Overview
The GCS (Google Cloud Storage) source retrieves data files from a GCS bucket. Use it when your data is stored as files in Google Cloud and you want to import them into Reelevant for personalization.
Configuration
Required Fields
| Field | Description |
|---|
projectId | The Google Cloud project ID. |
clientEmail | The service account email address (e.g. my-sa@project.iam.gserviceaccount.com). |
privateKey | The service account private key (from the JSON key file). |
bucket | The GCS bucket name. |
path | The file path or pattern within the bucket (see Wildcard Paths below). |
Optional Fields
| Field | Description |
|---|
processType | File processing mode when using wildcard paths: last_unprocess (default), all_unprocess, or all. |
The minimum required role is Storage Object Viewer (roles/storage.objectViewer) on the target bucket.
GCS automatically detects the file format. The following formats are supported:
| Format | Description |
|---|
| CSV | Comma-separated values. Delimiter is auto-detected (comma, semicolon, tab, pipe). |
| JSON | Standard JSON files with a root array or object. |
| NDJSON | Newline-delimited JSON (one JSON object per line). |
| XML | XML files — the root element path is auto-detected. |
| Parquet | Apache Parquet columnar format. |
| Avro | Apache Avro serialization format. |
| XLSX | Microsoft Excel files. |
Compressed files (.gz, .zip) are automatically decompressed before parsing.
PGP Decryption
The GCS source supports PGP-encrypted files. When pgpPrivateKey is configured, files are decrypted transparently before decompression and parsing.
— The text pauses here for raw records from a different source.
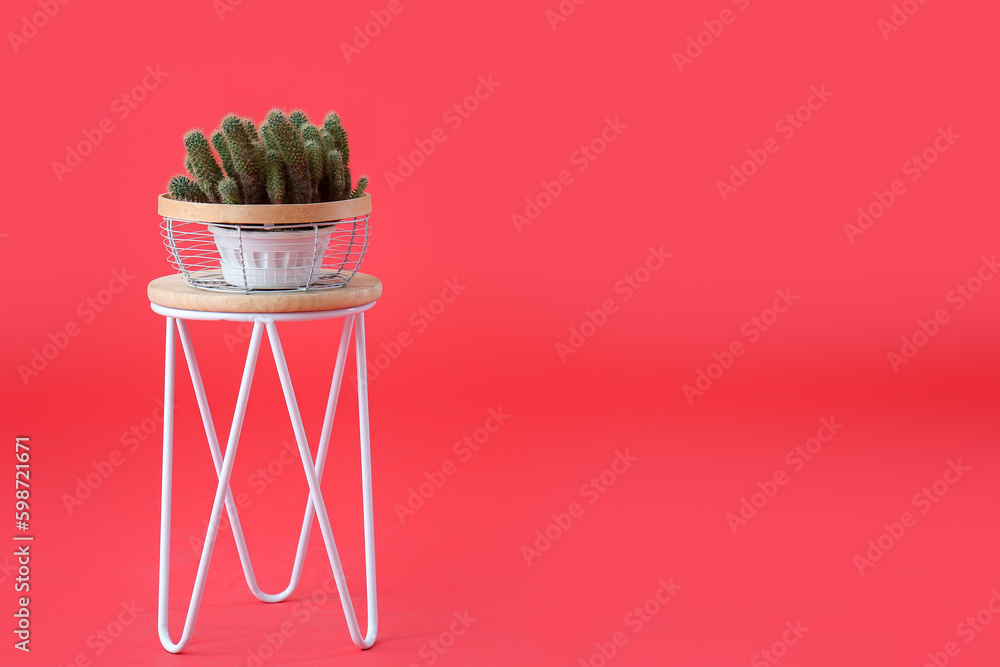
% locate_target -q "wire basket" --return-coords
[160,193,371,294]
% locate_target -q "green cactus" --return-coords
[167,176,208,203]
[167,109,368,204]
[184,130,222,203]
[266,150,286,204]
[219,178,243,204]
[212,130,237,179]
[306,141,323,189]
[323,111,351,167]
[288,109,310,131]
[222,114,268,204]
[351,176,368,199]
[260,121,278,152]
[326,148,344,201]
[267,109,313,204]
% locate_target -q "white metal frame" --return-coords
[151,301,378,653]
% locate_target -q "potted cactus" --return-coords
[158,109,371,291]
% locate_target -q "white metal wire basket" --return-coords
[160,193,371,294]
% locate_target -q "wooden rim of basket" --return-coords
[156,192,372,225]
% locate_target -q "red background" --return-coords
[0,0,1000,667]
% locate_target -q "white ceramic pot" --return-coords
[208,225,333,289]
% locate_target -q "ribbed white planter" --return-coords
[158,194,372,292]
[208,225,333,289]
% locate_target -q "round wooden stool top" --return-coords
[146,273,382,313]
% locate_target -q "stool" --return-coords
[147,273,382,653]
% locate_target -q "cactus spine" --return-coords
[167,176,208,202]
[184,130,222,203]
[167,109,368,204]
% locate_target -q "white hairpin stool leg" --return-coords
[157,317,273,653]
[268,320,378,648]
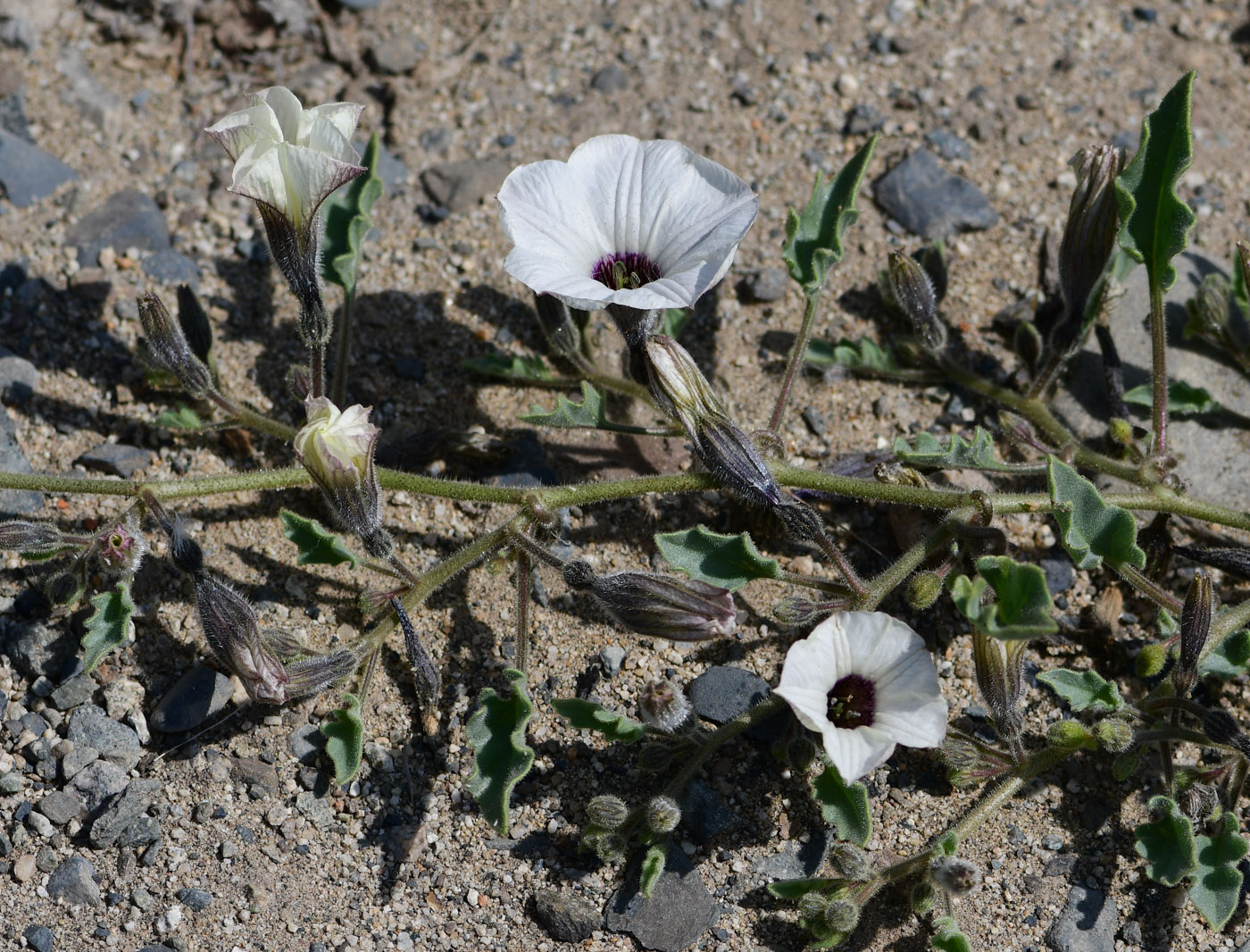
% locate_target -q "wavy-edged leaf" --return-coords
[321,694,365,787]
[1115,72,1196,291]
[278,509,359,568]
[655,525,781,592]
[82,581,135,672]
[321,132,385,294]
[1046,456,1146,569]
[812,764,872,846]
[781,135,878,296]
[1135,797,1197,886]
[465,668,534,834]
[521,380,607,429]
[551,698,646,743]
[1038,668,1124,712]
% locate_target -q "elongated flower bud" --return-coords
[563,561,738,642]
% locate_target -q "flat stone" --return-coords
[421,159,512,212]
[47,856,100,906]
[66,189,169,268]
[74,443,153,480]
[534,889,604,942]
[147,662,234,734]
[0,129,78,208]
[874,149,999,239]
[604,846,716,952]
[1046,886,1120,952]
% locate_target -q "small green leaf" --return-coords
[521,380,606,429]
[278,509,359,568]
[551,698,646,743]
[638,843,668,899]
[1047,456,1146,568]
[1124,380,1220,414]
[460,354,555,381]
[321,132,384,294]
[465,668,534,834]
[655,525,781,592]
[1115,72,1196,291]
[812,764,872,846]
[321,694,365,787]
[781,135,878,296]
[153,403,204,430]
[1137,797,1197,886]
[1188,814,1250,931]
[1038,668,1124,712]
[82,581,135,672]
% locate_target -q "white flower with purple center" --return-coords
[774,612,946,783]
[497,135,759,310]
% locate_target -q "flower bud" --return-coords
[138,294,212,397]
[644,797,681,836]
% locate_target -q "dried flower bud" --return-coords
[138,294,212,397]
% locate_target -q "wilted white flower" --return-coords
[774,612,946,783]
[204,87,365,230]
[499,135,759,310]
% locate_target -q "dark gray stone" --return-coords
[421,159,512,212]
[0,129,78,208]
[69,705,140,771]
[874,149,999,239]
[88,778,160,849]
[47,856,100,906]
[534,889,604,942]
[604,846,716,952]
[66,189,169,268]
[147,662,234,734]
[1046,886,1120,952]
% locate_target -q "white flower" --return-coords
[499,135,759,310]
[204,87,365,229]
[774,612,946,783]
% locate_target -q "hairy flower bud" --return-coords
[138,294,212,397]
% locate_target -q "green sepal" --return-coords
[465,668,534,836]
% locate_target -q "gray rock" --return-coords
[88,778,160,849]
[66,189,169,268]
[874,149,999,239]
[604,846,716,952]
[1054,252,1250,509]
[147,662,234,734]
[534,889,604,942]
[0,129,78,208]
[74,443,153,480]
[47,856,100,906]
[421,159,512,212]
[0,347,38,406]
[68,705,140,771]
[1046,886,1120,952]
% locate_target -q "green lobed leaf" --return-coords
[460,354,555,381]
[521,380,607,429]
[1046,456,1146,568]
[1038,668,1124,712]
[321,132,384,294]
[781,135,878,289]
[465,668,534,834]
[278,509,359,568]
[551,698,646,743]
[655,525,781,592]
[1137,797,1197,886]
[1115,72,1196,291]
[82,580,135,672]
[812,764,872,846]
[321,694,365,786]
[1188,814,1250,930]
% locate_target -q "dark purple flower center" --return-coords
[828,674,876,731]
[590,252,662,291]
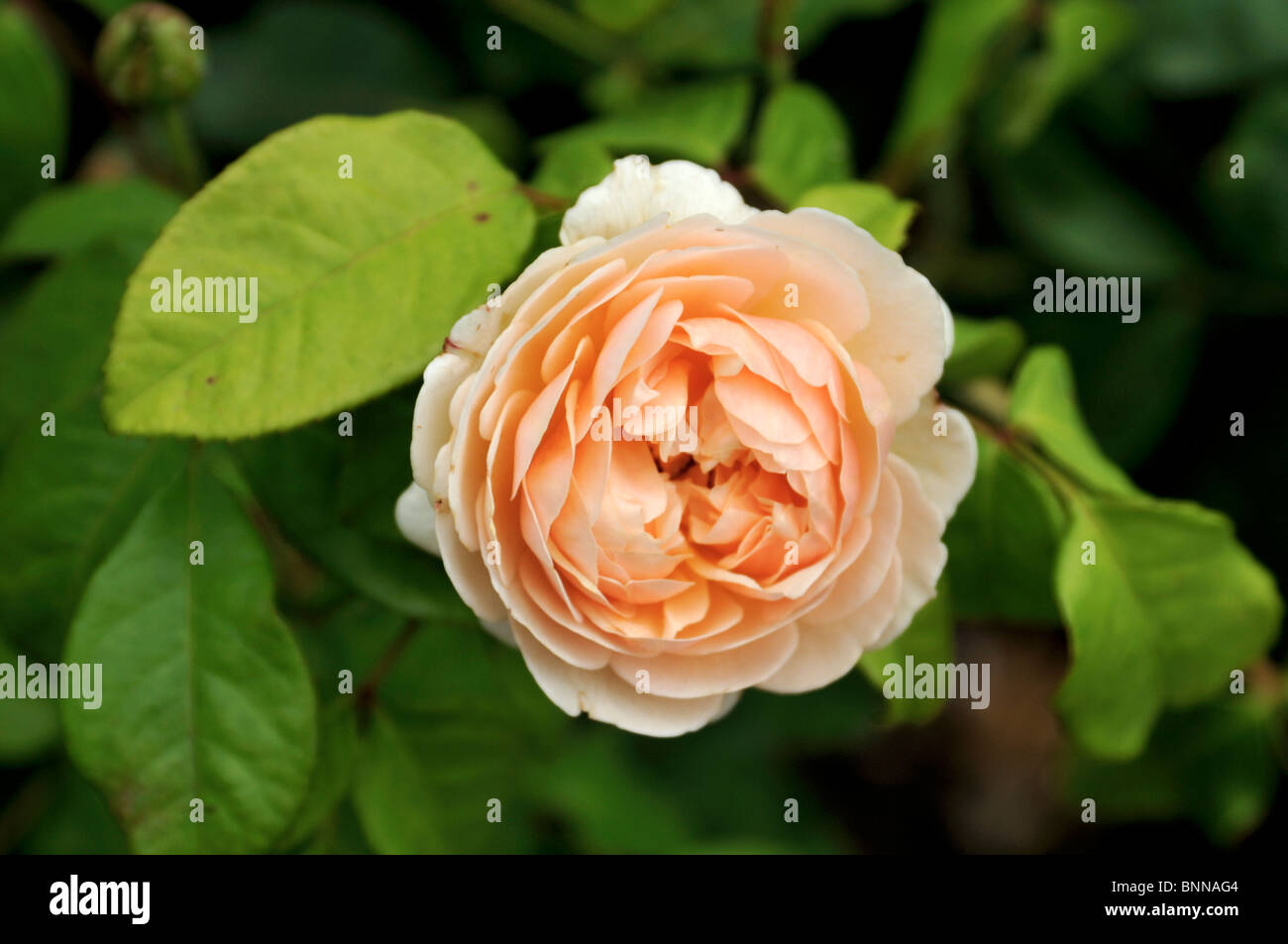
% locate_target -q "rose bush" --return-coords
[396,157,976,735]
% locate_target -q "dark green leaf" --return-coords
[63,463,317,853]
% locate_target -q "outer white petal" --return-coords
[892,393,979,520]
[511,622,738,738]
[757,554,903,694]
[411,348,472,494]
[751,206,948,422]
[939,290,957,361]
[394,481,438,557]
[871,454,948,649]
[559,155,756,246]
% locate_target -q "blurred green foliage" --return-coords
[0,0,1288,853]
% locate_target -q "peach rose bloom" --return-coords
[396,157,975,735]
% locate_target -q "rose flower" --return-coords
[396,157,975,735]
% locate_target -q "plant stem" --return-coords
[161,104,202,193]
[355,619,420,725]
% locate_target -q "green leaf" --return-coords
[237,396,474,625]
[0,628,59,769]
[1055,497,1283,759]
[786,0,911,52]
[0,396,184,658]
[944,435,1064,622]
[1001,0,1136,146]
[277,696,358,849]
[353,709,533,854]
[986,126,1195,283]
[192,0,456,152]
[0,3,71,222]
[577,0,667,33]
[532,141,613,201]
[1068,695,1279,844]
[1010,345,1140,496]
[538,78,751,164]
[104,112,533,438]
[0,179,181,258]
[886,0,1025,157]
[1203,82,1288,279]
[635,0,761,71]
[796,180,917,253]
[859,580,954,724]
[532,728,692,855]
[63,461,317,853]
[751,82,850,206]
[528,141,613,262]
[0,246,137,443]
[943,314,1024,383]
[17,767,130,855]
[1140,0,1288,98]
[355,621,568,853]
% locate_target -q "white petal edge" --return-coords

| Field | Required | Description |
|---|
pgpPrivateKey | Yes | The PGP/GPG private key in armored (ASCII) format. |
pgpPassphrase | No | The passphrase for the private key, if encrypted. |
Both armored (.asc) and binary (.pgp, .gpg) encrypted files are supported.
Wildcard Paths
You can use a wildcard (*) in the file path to match multiple files. This is useful when:
- A new file is exported periodically with a different name (e.g.
exports/products_20240101.csv, exports/products_20240102.csv)
- Data is split across multiple files in the same directory
Example patterns:
exports/products_*.csv — matches all CSV files starting with products_ in the exports/ folder
data/*.json — matches all JSON files in the data/ folder
File Processing Modes
When using wildcard paths, you can configure how files are selected via the processType field:
processType value | Description |
|---|
last_unprocess (default) | Process only the most recent file that hasn’t been processed yet. Ideal for full-dataset exports where only the latest file matters. |
all_unprocess | Process all files that haven’t been processed yet. Useful for incremental/delta exports. |
all | Process all matching files on every sync, regardless of whether they were processed before. Useful for full datasets split across multiple files with the same names. |
How It Works
- Reelevant authenticates using the provided service account credentials.
- The specified bucket and path are accessed. If a wildcard is used, matching files are listed.
- Files are downloaded, decompressed if needed, and parsed based on the detected format.
- Fields are extracted and made available for mapping.
- On subsequent syncs, files are re-fetched according to the configured processing mode.
Ensure the service account has read access to the specified bucket and objects. The minimum required role is Storage Object Viewer.